Monday, May 3, 2010

This weekend I managed to dip into the UBC Department of Art, Art History and Theory’s Breathless Days: 1959/60 conference, where I sat through a quarter of the presentations, the highlight being Louvre Chief Curator Regis Michel’s responses. In particular, what he said after Tyler Stovall’s assertion of a “transnational Paris.”

Michel spoke of the current Paris, buttressed against her suburbs, as if it echoed the Rome of Pasolini’s Mamma Roma (1962). I was reminded of the film’s final shot, the camera giving the impression of a retreat into the city, when in fact it was only the lens zooming out.

Michel remained in good form at John O’Brian’s dinner the following night, taking on all comers, including myself, who, fighting ennui, attempted a defense of the expatriate French writer Houellebecq. Of course Michel would have none of it, insisting that Houellebecq’s degradation of the French language was not intended to parallel his country’s decline as a global moral authority, that Houellebecq is not a punk, and that he has not tackled issues no one else in France has had the courage to take on.

I enjoyed our conversation, though eventually succumbed to my ennui and took refuge in an overstuffed chair overlooking the city.

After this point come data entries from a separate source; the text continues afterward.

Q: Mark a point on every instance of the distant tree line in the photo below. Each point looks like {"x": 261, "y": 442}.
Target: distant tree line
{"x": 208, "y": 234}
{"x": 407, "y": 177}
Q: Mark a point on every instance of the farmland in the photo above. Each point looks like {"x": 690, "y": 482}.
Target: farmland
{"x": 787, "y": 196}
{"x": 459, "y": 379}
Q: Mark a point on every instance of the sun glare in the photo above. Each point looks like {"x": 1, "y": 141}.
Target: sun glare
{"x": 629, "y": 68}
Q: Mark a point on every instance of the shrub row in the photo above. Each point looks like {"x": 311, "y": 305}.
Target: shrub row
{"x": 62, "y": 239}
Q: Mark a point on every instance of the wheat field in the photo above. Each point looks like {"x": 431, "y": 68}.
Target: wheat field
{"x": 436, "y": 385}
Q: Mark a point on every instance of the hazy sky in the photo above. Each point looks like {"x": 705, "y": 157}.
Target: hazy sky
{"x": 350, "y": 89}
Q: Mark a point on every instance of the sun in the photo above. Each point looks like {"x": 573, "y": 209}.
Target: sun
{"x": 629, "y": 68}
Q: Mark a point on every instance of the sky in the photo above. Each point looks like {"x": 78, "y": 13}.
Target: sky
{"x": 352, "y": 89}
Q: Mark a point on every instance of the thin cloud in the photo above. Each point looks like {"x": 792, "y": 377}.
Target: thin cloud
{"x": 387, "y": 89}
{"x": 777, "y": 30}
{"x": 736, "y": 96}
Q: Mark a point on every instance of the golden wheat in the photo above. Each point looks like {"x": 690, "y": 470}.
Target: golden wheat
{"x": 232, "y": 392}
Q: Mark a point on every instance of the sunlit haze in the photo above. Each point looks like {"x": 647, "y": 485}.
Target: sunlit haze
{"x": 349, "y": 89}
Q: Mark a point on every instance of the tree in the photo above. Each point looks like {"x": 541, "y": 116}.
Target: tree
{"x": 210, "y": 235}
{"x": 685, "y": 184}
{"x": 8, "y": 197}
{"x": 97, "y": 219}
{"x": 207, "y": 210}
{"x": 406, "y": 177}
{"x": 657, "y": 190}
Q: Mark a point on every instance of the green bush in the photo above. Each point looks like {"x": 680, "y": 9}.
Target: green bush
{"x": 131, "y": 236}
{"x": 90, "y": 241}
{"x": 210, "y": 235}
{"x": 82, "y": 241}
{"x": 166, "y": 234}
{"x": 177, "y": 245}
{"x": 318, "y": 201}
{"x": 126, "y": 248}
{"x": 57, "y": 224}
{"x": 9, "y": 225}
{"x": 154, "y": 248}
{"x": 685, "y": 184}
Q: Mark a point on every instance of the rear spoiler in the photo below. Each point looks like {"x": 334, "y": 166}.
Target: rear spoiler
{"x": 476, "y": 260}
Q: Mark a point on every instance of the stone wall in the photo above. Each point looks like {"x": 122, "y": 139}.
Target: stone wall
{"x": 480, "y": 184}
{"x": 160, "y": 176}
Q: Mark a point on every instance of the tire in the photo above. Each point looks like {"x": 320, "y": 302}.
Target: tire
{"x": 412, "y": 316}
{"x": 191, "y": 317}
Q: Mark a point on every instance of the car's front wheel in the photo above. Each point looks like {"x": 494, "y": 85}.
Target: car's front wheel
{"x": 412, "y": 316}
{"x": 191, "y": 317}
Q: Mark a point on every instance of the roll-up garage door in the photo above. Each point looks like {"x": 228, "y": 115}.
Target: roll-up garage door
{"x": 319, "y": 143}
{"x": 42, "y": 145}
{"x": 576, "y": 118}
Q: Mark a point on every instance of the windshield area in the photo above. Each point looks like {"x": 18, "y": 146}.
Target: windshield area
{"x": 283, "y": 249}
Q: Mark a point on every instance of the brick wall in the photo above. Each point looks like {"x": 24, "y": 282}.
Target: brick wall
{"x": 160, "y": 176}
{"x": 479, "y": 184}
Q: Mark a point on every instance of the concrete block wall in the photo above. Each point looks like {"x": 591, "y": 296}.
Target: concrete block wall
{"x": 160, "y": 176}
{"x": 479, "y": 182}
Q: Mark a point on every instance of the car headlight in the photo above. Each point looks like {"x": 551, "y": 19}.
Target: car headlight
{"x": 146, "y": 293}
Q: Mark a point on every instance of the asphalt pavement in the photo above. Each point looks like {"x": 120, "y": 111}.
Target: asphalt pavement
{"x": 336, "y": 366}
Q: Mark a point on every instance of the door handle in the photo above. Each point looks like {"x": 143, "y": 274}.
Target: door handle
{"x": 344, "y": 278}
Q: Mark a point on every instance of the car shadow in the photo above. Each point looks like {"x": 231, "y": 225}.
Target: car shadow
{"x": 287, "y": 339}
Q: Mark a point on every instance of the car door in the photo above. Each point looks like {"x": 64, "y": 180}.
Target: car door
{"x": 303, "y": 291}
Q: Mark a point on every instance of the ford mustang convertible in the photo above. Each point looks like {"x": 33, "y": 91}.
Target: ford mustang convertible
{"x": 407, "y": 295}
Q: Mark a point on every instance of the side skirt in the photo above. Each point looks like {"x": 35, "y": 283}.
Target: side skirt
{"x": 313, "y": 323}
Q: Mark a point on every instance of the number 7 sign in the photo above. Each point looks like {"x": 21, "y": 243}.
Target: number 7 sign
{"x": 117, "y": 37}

Leaning back I recalled a 2006 trip to Paris, where I met Gaspar Noe for lunch in Chateaurouge. I will never forget stepping out of the Metro and seeing three hundred Muslim men in the middle of the street bowed down in protest over the city’s refusal to allow them a mosque. Flanking them were at least as many cops, sitting on the hoods of their squad cars. Gaspar tapped me on the shoulder. “Welcome to Paris.”